WCD Bearing Blocks

[AdamHeard]

Quote:

Originally Posted by craigboez

I have a question regarding West Coast Drive bearing blocks.

Based on many of the pictures and CAD models I've seen, the "standard" way to create them is to cut a pocket all the way thru your 2 x 1 x 1/8 siderail, and then slide a bearing block into the pocket from the side. Once in place, the bearing block gets a plate bolted to it from both sides to hold the block captive in the slot while allowing it to slide front to back.

It seems a simpler approach would be to cut the same pocket in the siderail, but then slide a 1.75 x .75 bearing block in the siderail from the end. This would just fit inside the inside dimensions of the tube, and would eliminate the need for the sideplates and fasteners.

I can see a downside to the simpler approach, and that is that you need access to the end of the tube you're installing the block in. That doesn't seem like that big of a deal. I would think the two would be comparable from a weight standpoint. Is there another downside to this approach that I'm missing?

A long, long time ago (before my time even) 973 used to do this.

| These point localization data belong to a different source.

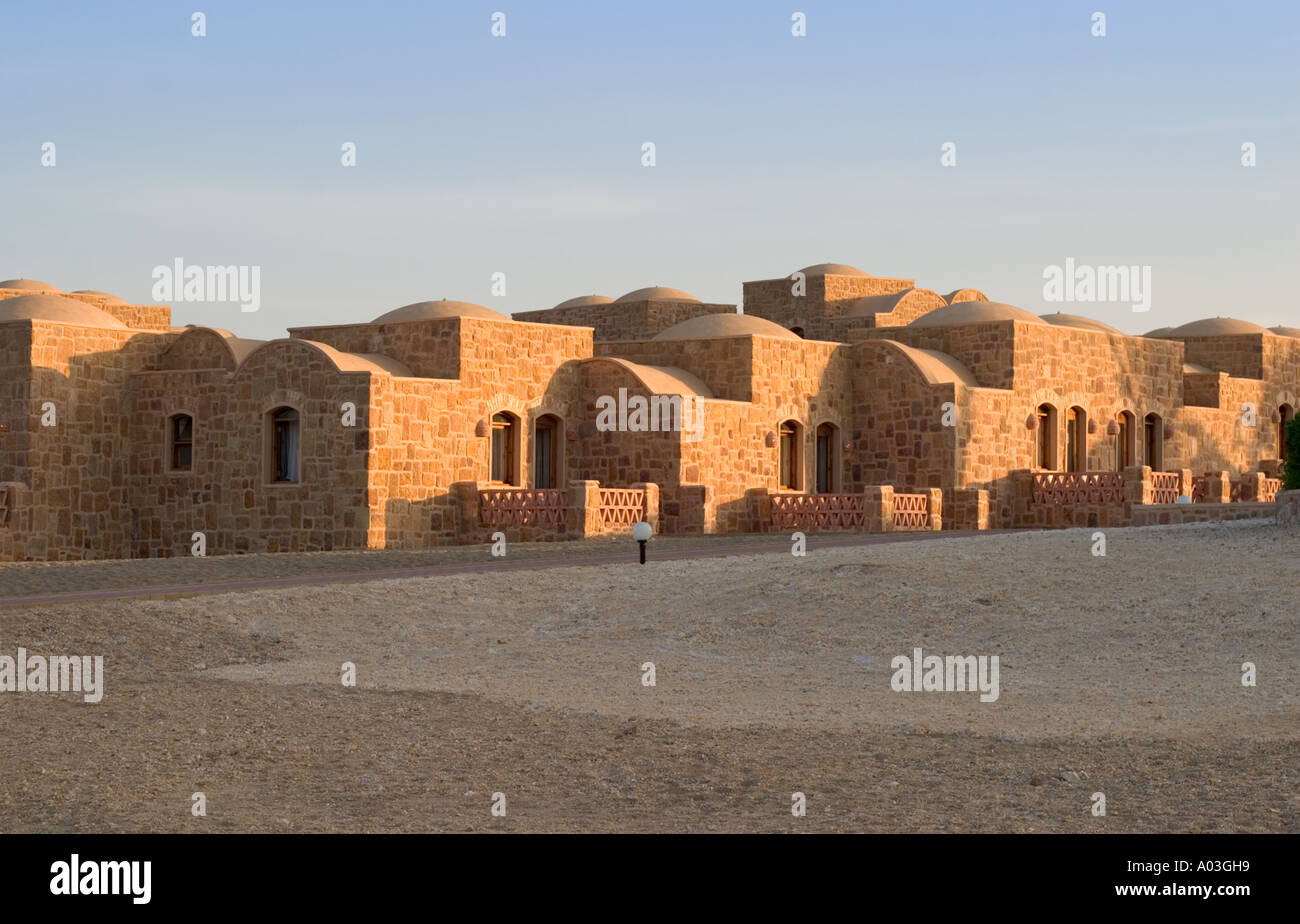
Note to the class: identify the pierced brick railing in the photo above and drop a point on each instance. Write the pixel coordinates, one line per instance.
(911, 511)
(818, 512)
(1078, 487)
(523, 506)
(1165, 487)
(622, 506)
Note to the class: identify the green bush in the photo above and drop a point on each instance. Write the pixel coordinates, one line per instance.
(1291, 477)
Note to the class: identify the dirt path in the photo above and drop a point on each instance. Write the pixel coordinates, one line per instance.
(1119, 675)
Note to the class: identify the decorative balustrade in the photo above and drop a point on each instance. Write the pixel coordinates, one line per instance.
(523, 506)
(1165, 487)
(818, 512)
(911, 511)
(1078, 487)
(622, 506)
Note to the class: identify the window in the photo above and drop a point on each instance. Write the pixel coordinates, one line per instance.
(181, 438)
(789, 473)
(505, 449)
(1077, 439)
(1125, 447)
(1153, 441)
(546, 452)
(284, 446)
(1044, 437)
(827, 456)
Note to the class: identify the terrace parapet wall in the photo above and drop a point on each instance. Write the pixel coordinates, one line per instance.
(581, 511)
(625, 320)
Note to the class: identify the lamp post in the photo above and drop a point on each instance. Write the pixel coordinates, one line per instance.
(641, 533)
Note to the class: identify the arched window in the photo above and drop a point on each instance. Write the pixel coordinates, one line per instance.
(547, 459)
(282, 446)
(505, 449)
(1126, 445)
(180, 436)
(1045, 438)
(791, 472)
(827, 459)
(1153, 441)
(1077, 439)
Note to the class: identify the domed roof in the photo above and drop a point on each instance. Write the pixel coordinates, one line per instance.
(832, 269)
(971, 295)
(711, 326)
(104, 296)
(1079, 321)
(583, 300)
(974, 312)
(35, 285)
(1217, 326)
(436, 311)
(883, 304)
(57, 308)
(661, 293)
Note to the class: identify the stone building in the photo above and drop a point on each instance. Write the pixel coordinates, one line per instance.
(837, 400)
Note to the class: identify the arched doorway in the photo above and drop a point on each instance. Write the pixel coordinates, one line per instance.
(1153, 442)
(505, 449)
(547, 456)
(791, 465)
(1077, 439)
(1126, 441)
(827, 459)
(1045, 438)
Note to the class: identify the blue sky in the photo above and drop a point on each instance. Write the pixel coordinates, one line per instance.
(523, 154)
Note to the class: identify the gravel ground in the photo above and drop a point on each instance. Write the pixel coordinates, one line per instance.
(1118, 675)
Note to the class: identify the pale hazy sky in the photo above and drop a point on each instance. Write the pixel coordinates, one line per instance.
(523, 154)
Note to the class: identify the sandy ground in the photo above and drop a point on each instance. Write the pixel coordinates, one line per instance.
(1118, 675)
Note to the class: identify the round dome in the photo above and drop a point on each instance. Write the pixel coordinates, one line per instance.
(974, 312)
(1217, 326)
(711, 326)
(657, 293)
(1079, 321)
(436, 311)
(584, 300)
(57, 308)
(832, 269)
(34, 285)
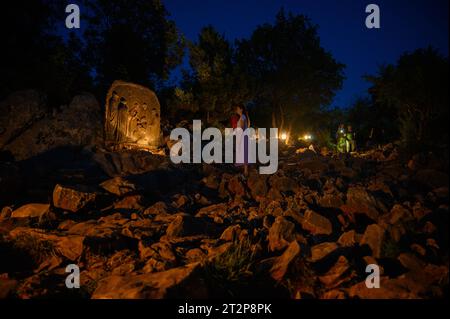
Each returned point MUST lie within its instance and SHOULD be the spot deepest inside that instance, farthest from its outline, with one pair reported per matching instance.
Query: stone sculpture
(132, 117)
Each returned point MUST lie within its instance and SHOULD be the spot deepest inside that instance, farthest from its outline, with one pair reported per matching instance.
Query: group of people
(345, 139)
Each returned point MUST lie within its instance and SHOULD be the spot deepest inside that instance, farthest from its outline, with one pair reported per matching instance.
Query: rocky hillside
(141, 227)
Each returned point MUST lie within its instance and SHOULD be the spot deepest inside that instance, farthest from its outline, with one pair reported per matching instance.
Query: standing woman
(242, 139)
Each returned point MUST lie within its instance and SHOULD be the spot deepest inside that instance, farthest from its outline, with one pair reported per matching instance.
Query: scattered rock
(282, 263)
(30, 211)
(281, 233)
(118, 186)
(322, 250)
(181, 282)
(73, 199)
(316, 224)
(373, 236)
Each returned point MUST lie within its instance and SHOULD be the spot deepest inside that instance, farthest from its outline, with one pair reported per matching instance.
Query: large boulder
(360, 201)
(281, 234)
(30, 211)
(132, 116)
(72, 198)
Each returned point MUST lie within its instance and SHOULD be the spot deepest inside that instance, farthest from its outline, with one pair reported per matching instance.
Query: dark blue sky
(405, 25)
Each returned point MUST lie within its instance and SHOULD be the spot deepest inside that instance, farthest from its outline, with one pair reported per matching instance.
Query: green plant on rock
(233, 268)
(36, 248)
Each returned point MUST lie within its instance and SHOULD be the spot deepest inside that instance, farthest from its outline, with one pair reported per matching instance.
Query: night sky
(405, 25)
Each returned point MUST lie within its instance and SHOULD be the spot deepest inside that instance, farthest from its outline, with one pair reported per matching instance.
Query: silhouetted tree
(290, 71)
(417, 89)
(214, 83)
(35, 55)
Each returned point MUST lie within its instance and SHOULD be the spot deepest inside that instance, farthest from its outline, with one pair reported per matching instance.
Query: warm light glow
(305, 137)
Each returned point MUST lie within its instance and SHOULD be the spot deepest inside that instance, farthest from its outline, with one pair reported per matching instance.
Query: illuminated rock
(132, 117)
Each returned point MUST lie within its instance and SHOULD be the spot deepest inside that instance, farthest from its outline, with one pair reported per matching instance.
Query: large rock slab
(132, 116)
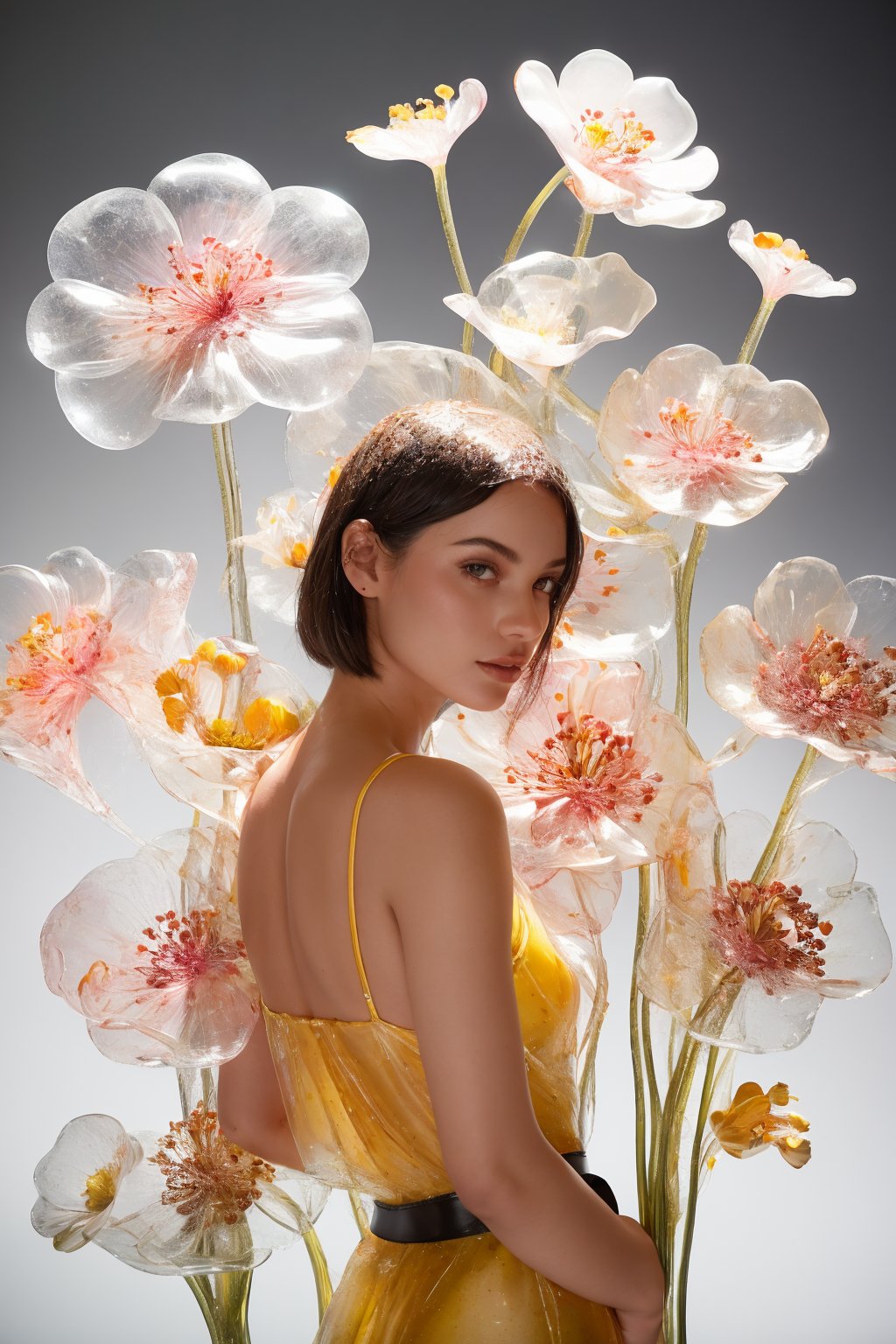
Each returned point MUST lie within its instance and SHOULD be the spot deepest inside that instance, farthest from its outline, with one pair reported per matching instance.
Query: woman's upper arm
(453, 900)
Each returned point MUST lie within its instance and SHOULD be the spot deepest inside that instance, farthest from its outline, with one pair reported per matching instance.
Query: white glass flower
(547, 310)
(78, 1180)
(590, 772)
(77, 629)
(220, 717)
(624, 140)
(783, 266)
(198, 298)
(745, 964)
(816, 659)
(277, 553)
(199, 1203)
(705, 440)
(150, 950)
(424, 132)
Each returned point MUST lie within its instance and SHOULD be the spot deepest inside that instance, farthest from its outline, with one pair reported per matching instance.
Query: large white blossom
(624, 140)
(198, 298)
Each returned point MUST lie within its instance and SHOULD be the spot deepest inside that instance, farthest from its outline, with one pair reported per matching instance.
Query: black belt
(444, 1216)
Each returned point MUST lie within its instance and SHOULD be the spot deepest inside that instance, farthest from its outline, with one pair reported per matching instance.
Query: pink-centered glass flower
(198, 298)
(589, 774)
(783, 266)
(77, 629)
(547, 310)
(80, 1179)
(816, 660)
(199, 1203)
(427, 130)
(705, 440)
(622, 602)
(746, 964)
(624, 140)
(223, 714)
(150, 950)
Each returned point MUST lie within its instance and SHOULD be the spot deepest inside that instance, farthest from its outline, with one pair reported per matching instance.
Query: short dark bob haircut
(416, 466)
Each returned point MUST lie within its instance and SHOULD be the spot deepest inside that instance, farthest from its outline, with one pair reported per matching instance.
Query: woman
(418, 1037)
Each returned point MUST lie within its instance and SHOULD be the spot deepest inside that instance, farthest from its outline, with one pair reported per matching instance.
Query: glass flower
(705, 440)
(816, 660)
(783, 266)
(77, 629)
(590, 772)
(222, 715)
(547, 310)
(198, 298)
(199, 1203)
(277, 553)
(624, 598)
(746, 965)
(150, 950)
(78, 1180)
(424, 132)
(752, 1124)
(622, 138)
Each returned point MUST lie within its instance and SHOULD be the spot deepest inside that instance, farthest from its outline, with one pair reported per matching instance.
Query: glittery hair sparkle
(416, 466)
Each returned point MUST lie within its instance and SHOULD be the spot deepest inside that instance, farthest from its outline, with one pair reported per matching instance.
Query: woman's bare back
(293, 883)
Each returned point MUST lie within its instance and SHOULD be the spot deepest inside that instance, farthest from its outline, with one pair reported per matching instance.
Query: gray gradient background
(793, 102)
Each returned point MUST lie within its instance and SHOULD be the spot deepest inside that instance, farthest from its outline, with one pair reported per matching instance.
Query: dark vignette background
(793, 101)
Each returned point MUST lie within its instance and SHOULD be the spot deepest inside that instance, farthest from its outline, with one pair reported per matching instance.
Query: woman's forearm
(552, 1221)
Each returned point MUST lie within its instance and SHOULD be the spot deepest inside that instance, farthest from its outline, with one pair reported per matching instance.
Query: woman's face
(472, 589)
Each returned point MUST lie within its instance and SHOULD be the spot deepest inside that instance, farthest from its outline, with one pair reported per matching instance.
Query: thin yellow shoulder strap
(351, 882)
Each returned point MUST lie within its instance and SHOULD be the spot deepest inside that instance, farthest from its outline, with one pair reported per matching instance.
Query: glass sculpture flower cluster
(208, 292)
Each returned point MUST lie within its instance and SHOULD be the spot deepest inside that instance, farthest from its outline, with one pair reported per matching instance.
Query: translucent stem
(233, 511)
(757, 328)
(684, 592)
(526, 223)
(785, 816)
(644, 914)
(454, 248)
(323, 1283)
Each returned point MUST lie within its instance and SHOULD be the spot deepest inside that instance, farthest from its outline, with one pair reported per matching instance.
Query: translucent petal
(210, 195)
(797, 596)
(305, 355)
(660, 107)
(312, 233)
(85, 330)
(116, 240)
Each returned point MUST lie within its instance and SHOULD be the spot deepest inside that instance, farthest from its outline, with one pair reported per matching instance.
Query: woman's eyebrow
(502, 550)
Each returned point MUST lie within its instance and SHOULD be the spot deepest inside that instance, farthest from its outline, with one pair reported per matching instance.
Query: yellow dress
(361, 1117)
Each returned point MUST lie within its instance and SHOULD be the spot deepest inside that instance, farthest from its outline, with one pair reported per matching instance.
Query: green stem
(526, 223)
(233, 511)
(684, 593)
(454, 248)
(780, 830)
(644, 914)
(757, 328)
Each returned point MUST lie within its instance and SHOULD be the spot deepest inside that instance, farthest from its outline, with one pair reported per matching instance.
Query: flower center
(426, 109)
(774, 242)
(187, 948)
(767, 932)
(208, 1179)
(210, 293)
(597, 769)
(830, 687)
(214, 675)
(612, 136)
(702, 441)
(100, 1190)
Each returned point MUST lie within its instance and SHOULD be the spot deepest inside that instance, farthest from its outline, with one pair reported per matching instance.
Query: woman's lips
(501, 672)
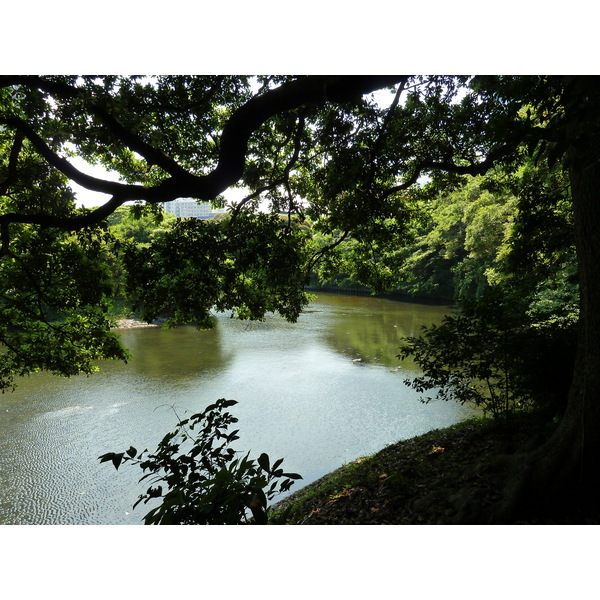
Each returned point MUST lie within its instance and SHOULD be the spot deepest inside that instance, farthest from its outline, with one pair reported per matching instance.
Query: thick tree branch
(152, 155)
(232, 157)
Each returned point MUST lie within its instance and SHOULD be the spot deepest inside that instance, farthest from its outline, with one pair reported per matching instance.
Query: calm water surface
(318, 393)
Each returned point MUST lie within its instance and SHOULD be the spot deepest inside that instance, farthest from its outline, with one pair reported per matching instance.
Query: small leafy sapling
(201, 479)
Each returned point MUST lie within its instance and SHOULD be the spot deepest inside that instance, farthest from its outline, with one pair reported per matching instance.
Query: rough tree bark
(565, 470)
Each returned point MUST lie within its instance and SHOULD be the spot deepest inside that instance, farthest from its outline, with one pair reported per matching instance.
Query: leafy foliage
(200, 479)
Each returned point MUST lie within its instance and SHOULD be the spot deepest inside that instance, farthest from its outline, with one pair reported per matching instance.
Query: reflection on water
(318, 393)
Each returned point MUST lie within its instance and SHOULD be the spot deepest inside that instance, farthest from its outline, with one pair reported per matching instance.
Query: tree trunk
(565, 471)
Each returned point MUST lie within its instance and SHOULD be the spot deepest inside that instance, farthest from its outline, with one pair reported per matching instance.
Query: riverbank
(423, 480)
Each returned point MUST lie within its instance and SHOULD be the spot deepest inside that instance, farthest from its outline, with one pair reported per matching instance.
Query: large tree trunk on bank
(565, 471)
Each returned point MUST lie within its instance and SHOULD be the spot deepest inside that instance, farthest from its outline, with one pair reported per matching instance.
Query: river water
(318, 393)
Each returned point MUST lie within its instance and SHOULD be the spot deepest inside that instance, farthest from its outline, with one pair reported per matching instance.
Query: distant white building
(186, 208)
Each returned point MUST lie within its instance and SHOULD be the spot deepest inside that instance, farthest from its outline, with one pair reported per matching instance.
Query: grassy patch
(419, 480)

The problem is the inside of extruded tube is all over the place dimensionally, so this blocks end up being really finicky.

[sanddrag]

Also, there is some benefit to having the bearings outboard of the 1" tube. Having both bearings only 3/4" apart to the outsides seems a bit narrow.

[ablatner]

Bearing blocks are probably the trickiest part to design and machine of a WCD. At this point, they've become pretty standard for various reasons. Many teams use something like this.

As Adam said, the relatively poor tolerances in tubing makes bearing blocks on the inside difficult. The tubing from McMaster-Carr has tolerances of .044" for the outside dimensions, and it's probably much worse for the inside.

One benefit of the standard method (linked above) is that you can put a CAM on the pointed ends for tensioning.

[craigboez]

Quote:

Originally Posted by ablatner

Bearing blocks are probably the trickiest part to design and machine of a WCD.
...
One benefit of the standard method (linked above) is that you can put a CAM on the pointed ends for tensioning.

The only CAM tensioners I've seen appear to be very difficult to machine on a manual mill and very custom. How do you approach the tensioner?

[Cory]

Quote:

Originally Posted by craigboez

The only CAM tensioners I've seen appear to be very difficult to machine on a manual mill and very custom. How do you approach the tensioner?

A cam could be square. Or you could sand a radius into it. It doesn't need to be as fancy as what we make, for example. You just need something with a non-constant radius. They don't even need to all be perfectly the same since you're not going to get the exact same tension across all your chain runs.

[wilful]

For our chain tensioner cams we used a ~1/4" thick piece of 3/4" or 1" (I don't remember which) steel shaft with a hole close to the edge and welded a #10/32 socket head alan bolt into the hole.

[Mark Sheridan]

Quote:

Originally Posted by wilful

For our chain tensioner cams we used a ~1/4" thick piece of 3/4" or 1" (I don't remember which) steel shaft with a hole close to the edge and welded a #10/32 socket head alan bolt into the hole.

As a "customer" of 766, I can attest that these work well. We even discussed removing the cam after tensioning to save weight since the bearing blocks we use can grip the box tubing so well. The cam tensioner looks like a automotive Cam bolt. I could never find one small enough to work. I suppose this design could be improved by using an aluminum 1/4-20 bolt and a 1/4" thick piece of aluminum to save weight. I don't think the loads are high enough to wear out the aluminum bolt. Plus it is nice to have more area to weld to.